In this review, we identify the more prevalent somatic HER2 SNP mutations appearing in HER2-positive breast cancer patients and summarize their possible implications for current HER2-targeted therapy (Figure 4). We found that somatic HER2 mutations occur in low frequency in HER2-positive breast cancer patients. In total, 11 somatic mutations have been identified, and according to information available from in vitro and in vivo studies, 9/11 are classified as oncogenic and hotspot (see Table 2), and several authors have identified the presence of these mutations also in HER2-negative breast cancer patients. For two mutations, I767M and K753E, there is insufficient information so far to classify them as oncogenic and/or hotspot. In HER2-positive tumors, the TKD harbored the higher number of somatic mutations (7/11), contrasting with the low number of mutations found in the extracellular and transmembrane domains.

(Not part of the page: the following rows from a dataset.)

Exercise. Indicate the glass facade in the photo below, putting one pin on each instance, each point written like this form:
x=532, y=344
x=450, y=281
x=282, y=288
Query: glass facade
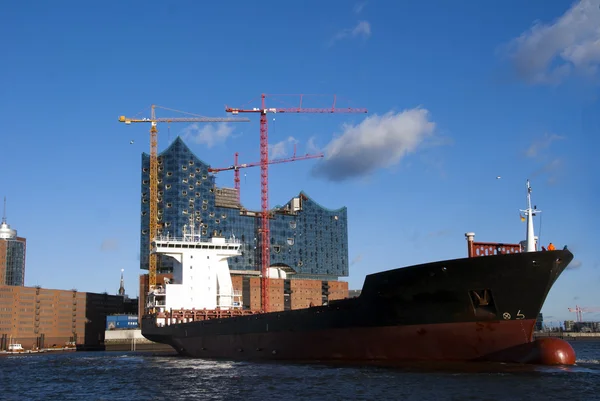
x=306, y=238
x=15, y=262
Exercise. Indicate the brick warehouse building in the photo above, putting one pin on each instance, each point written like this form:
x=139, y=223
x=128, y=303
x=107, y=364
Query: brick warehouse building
x=39, y=317
x=308, y=241
x=36, y=317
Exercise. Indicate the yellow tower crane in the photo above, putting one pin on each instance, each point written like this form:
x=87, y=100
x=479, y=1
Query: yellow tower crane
x=153, y=120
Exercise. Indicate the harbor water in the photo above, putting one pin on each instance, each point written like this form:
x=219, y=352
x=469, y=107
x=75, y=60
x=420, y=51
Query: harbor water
x=165, y=376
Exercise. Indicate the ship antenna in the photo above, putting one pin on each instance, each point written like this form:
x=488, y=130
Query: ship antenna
x=122, y=286
x=529, y=212
x=4, y=212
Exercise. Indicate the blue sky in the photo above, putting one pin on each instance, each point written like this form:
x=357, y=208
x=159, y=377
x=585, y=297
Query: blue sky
x=457, y=92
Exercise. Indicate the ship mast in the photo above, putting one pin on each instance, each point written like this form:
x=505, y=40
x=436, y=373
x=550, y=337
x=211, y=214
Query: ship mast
x=530, y=212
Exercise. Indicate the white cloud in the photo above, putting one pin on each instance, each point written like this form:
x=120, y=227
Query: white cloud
x=358, y=7
x=281, y=149
x=377, y=142
x=547, y=53
x=208, y=134
x=549, y=164
x=362, y=29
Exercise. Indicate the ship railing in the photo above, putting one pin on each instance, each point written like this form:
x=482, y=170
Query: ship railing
x=493, y=248
x=192, y=315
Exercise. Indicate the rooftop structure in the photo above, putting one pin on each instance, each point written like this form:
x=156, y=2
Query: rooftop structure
x=307, y=240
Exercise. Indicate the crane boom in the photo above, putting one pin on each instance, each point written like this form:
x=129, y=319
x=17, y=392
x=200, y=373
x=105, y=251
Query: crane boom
x=274, y=161
x=153, y=215
x=128, y=120
x=264, y=172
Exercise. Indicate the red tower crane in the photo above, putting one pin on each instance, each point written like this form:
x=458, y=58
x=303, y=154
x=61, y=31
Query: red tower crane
x=579, y=311
x=264, y=173
x=236, y=167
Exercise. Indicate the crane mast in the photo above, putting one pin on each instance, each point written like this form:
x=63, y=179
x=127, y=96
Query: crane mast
x=153, y=215
x=264, y=173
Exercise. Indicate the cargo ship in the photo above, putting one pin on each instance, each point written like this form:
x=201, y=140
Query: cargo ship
x=479, y=308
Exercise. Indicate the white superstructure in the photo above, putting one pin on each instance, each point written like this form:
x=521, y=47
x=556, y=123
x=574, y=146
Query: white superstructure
x=201, y=276
x=530, y=239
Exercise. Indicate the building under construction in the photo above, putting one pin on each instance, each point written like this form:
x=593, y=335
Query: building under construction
x=308, y=242
x=36, y=317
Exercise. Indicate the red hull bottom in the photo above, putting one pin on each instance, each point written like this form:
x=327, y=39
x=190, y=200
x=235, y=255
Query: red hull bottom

The relevance of some mutations identified in this study requires further investigation.

Figure 4

Schematic diagram of HER2 protein with the locations of the SNPs reviewed in this study found in HER2-positive breast cancer patients. Domains I, II, III, and IV belong to the extracellular domain (ECD); TMD: transmembrane domain; JMD: juxtamembrane domain; TKD: tyrosine kinase domain.

For the reviewed somatic HER2 mutations, no sensitivity or resistance data are available for pertuzumab, with the exception of mutation D769H. For some mutations, available data are inconclusive requiring more functional studies. HER2-positive patients carrying S310F, S310Y, R678Q, D769H, I767M, or V777L emerged as potentially good candidates for HER2-targeted therapy and could have a favorable outcome because of sensitivity to current pharmacological treatments with the exception of inconclusive data for the impacts of trastuzumab in V777L (Figure 3). Patients with L755S or D769Y might also benefit from neratinib or afatinib treatment. In contrast, patients with the somatic mutations L755S, V842I, K753I, or D769Y do not seem to benefit from trastuzumab. Similar negative results have been observed for lapatinib in patients carrying the L755S, V842I, and K753I mutations. L755S and V777L mutations emerge as a distinct mechanism of acquired resistance to anti-ER therapies in ER+ metastatic breast cancer that was overcome by combining fulvestrant with the irreversible inhibitor neratinib. Furthermore, patients with metastatic breast cancer HER2+ with L755S and V777L could benefit of treatment with a new TKI, poziotinib, that is in phase II of clinical trials. Clinical studies suggest that HER2-negative breast cancer patients carrying the HER2 mutations reviewed here can benefit from HER2-targeted therapy. In future studies, different combinations of mutations in patients and their treatment with different combinations of drugs need to be considered.